The Reserve Bank of India raised repo rates – the cost at which it lends to commercial banks – from 2.5% to 6.5% between March 2022 and February 2023. It has been held at 6.5% since then with little chance of a cut this year with upward pressures on inflation, especially due to rising food prices.

Axis Bank’s cost of funds stood at 5.03% at the end of Q1 of the current financial year. At the same time last year, its cost of funds stood at 3.89%, implying a rise of 1.14 percentage point.

“The marginal cost of deposits has stablised for the last few months. We expect deposit costs to further increase over the remaining part of the financial year. But the pace of growth of deposit cost is most likely to moderate. So if you recollect, in the Axis context, we had a deposit cost increase that took place in quarter 4 of last year, followed by a deposit costs or cost of funds increase in quarter 1 of the current year. We are seeing the pace of growth is likely to moderate for the rest of the financial year,” said Puneet Sharma, CFO, Axis Bank.

The largest private sector bank HDFC Bank witnessed a smaller rise. While its cost of funds was 3.1% at the end of June in 2022, it has risen to 4% at the end of June this year.
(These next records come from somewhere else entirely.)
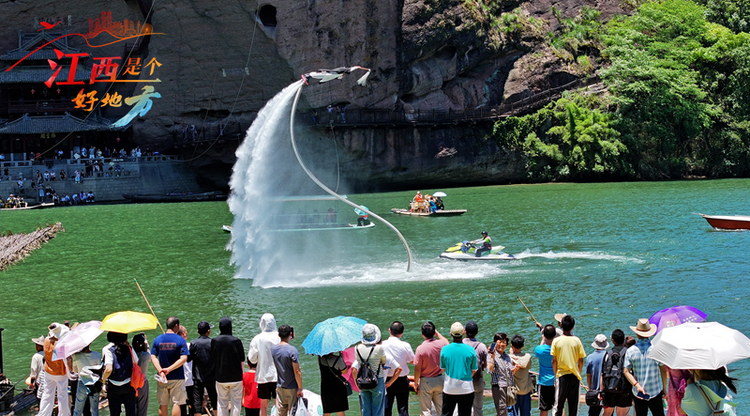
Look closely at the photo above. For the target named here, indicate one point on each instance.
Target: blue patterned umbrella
(334, 334)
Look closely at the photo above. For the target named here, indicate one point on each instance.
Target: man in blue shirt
(459, 361)
(546, 378)
(594, 368)
(168, 353)
(648, 377)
IndusInd Bank went through a rise of 39 basis points in the cost of funds between Q1 of FY23 and Q1 of FY24. Its cost of funds stood at 5.31% at the end of April-June quarter this year.

“With our retail money growing, I think over a period of time, maybe this quarter, you should start seeing the stability in the cost of deposit as we go forward into the years as in the quarter 3 and quarter 4. You should start seeing a 10 to 15 basis point decline in our cost of deposits as we go forward. We are assuming that there will be a decline in the corporate yields as we move forward into quarter 3 and quarter 4. But yes, those will more or less be substituted by the gains, which we will get in the cost of deposits,” said Sumant Kathpalia, managing director of IndusInd Bank.

In a recent report titled “Indian Banks: Building Resilient Leadership”, global consultancy major McKinsey & Co stated that Indian banks are likely to witness a rise in the cost of deposits in the next couple of years that might affect their profitability.